Relationship building. Ultimately, your career is going to be guided by relationships and people – not technology and devices. Enjoy the relationship part – and not just as some notion of networking – because the people and friends you make are what stays with you and provides the most joy. Pick up the phone and actually call once in a while instead of texting or emailing.
Of all the accomplishments you have had, what is the one that you are most proud of?
Being married to Jo Anne for 32-plus years. She encouraged me to take the NBC Sports job…to pursue the opportunity with NBC Universal…to take the leap to the U.S. Department of Education when so much of it (temporary job, for starters) made no sense. She supported me and was a sage counselor while I worked at the White House and when together we started our consulting practice. One more piece of good advice for young people: Surround yourself with good people who have your best interests at heart.
Who do you like to read or follow and why?
Time is so tight, I read lots of round-up columns to stay current, starting with The Sherman Report to keep my current on sports media news.
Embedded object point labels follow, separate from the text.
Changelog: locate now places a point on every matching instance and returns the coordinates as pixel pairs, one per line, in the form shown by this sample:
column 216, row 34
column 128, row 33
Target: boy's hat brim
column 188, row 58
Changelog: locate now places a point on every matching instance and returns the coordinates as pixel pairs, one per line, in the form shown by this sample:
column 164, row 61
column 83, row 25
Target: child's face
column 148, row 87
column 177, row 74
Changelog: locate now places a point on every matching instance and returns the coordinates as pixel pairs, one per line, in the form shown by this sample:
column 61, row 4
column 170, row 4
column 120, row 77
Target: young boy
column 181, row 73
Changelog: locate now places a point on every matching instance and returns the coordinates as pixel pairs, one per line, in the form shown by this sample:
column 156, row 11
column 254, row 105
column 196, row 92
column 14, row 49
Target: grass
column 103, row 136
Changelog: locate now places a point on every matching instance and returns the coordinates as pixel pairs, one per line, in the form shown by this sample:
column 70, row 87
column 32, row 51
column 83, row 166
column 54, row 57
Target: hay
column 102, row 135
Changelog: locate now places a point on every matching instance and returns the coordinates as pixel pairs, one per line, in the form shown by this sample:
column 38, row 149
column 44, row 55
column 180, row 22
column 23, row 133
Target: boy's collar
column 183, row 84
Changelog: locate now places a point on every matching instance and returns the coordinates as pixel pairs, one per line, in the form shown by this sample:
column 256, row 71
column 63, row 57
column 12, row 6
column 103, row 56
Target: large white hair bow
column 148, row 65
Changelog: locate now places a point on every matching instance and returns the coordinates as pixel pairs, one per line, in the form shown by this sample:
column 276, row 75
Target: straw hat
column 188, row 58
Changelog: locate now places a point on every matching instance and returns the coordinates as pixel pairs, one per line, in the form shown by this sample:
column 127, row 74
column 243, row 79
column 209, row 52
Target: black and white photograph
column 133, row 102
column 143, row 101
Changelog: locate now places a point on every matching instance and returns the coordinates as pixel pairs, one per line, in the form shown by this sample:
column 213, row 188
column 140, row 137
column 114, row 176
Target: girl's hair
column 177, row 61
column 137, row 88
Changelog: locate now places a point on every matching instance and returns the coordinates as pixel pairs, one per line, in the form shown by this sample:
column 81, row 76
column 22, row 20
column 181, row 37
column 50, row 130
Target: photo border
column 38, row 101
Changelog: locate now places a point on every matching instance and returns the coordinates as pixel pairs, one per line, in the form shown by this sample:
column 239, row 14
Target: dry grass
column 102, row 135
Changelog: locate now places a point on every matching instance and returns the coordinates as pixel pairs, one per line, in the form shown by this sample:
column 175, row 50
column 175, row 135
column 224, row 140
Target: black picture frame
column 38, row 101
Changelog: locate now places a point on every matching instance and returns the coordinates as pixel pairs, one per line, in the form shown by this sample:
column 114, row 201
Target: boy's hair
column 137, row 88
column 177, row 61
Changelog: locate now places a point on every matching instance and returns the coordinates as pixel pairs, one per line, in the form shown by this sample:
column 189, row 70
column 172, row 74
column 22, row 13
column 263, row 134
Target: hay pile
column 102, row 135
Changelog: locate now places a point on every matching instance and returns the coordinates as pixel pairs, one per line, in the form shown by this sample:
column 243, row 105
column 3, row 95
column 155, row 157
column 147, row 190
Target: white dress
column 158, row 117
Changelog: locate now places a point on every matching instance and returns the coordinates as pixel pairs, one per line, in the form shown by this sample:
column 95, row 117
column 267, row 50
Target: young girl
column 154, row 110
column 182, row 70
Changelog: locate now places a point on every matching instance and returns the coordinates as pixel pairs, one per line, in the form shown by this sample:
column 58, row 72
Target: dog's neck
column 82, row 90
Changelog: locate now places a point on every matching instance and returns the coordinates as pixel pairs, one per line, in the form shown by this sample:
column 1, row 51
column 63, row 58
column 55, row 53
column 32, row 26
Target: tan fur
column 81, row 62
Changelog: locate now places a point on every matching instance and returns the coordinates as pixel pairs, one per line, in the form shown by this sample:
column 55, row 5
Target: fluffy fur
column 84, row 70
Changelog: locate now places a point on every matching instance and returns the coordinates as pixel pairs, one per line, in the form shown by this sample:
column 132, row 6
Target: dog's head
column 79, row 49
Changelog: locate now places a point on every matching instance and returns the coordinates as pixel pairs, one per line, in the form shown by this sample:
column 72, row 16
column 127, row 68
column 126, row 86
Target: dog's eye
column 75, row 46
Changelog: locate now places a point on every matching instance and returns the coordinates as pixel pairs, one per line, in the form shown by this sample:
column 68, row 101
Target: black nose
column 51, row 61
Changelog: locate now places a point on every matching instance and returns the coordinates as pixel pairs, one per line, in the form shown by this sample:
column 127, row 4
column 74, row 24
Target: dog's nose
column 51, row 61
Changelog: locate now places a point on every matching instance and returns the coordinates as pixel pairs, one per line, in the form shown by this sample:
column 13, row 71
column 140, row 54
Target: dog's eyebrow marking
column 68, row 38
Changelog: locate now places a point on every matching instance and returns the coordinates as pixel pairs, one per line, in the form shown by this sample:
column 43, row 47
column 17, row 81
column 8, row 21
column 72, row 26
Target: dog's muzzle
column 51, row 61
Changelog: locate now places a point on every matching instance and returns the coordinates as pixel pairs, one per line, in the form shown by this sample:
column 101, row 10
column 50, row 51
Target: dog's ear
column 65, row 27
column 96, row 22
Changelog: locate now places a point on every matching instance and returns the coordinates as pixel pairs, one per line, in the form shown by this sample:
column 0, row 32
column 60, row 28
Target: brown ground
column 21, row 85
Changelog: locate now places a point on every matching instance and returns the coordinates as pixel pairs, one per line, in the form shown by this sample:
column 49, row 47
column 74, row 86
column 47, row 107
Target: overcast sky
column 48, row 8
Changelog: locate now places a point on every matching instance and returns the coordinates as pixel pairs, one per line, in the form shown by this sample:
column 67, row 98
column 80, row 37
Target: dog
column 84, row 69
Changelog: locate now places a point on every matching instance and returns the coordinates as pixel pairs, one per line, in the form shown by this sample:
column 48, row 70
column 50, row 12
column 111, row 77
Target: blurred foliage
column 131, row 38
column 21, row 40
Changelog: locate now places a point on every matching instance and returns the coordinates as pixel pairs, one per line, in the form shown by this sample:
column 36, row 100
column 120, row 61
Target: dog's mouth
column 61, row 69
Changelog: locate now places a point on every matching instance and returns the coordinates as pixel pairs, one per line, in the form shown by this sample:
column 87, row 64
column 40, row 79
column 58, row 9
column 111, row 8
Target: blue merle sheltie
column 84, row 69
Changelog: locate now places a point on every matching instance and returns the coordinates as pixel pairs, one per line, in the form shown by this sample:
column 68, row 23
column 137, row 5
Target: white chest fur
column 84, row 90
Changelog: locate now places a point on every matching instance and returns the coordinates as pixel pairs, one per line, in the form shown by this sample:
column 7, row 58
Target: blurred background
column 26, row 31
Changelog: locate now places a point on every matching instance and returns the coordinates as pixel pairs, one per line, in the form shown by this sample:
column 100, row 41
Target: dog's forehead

TVNewser, PRNewser and those sites are great. Same with the “RealClear” sites. Politico Playbook and Sports Business Daily are “musts.” I read Steve Rushin in SI because he is so talented and fun. Dr. Nick Morgan’s site, Public Words, is in my regular rotation, as is the “White Sox Insider” blog. Time magazine is underappreciated. And I love the NYT obit section – talk about great storytelling.
What remains the biggest difference from when you started to today in terms of issues you come across with clients?
Speed. There is no news cycle and very little time to think and plan once you’re in the soup. That’s why it’s so important to game out the types of scenarios you need to be prepared for – and to do that prep in advance.
What is the one thing you would like people to take away from the book?
The eBook is essentially for communications professionals, so on the personal front, I hope people see that as PR professionals, we shouldn’t pigeon-hole ourselves or become defined by others. These skills have never been more important and they translate from one sector to another. If I can end up at the White House, anybody can. On the professional front, it’s the notion that in order to break through, you need a simple message targeted to your audience brought to life by storytelling.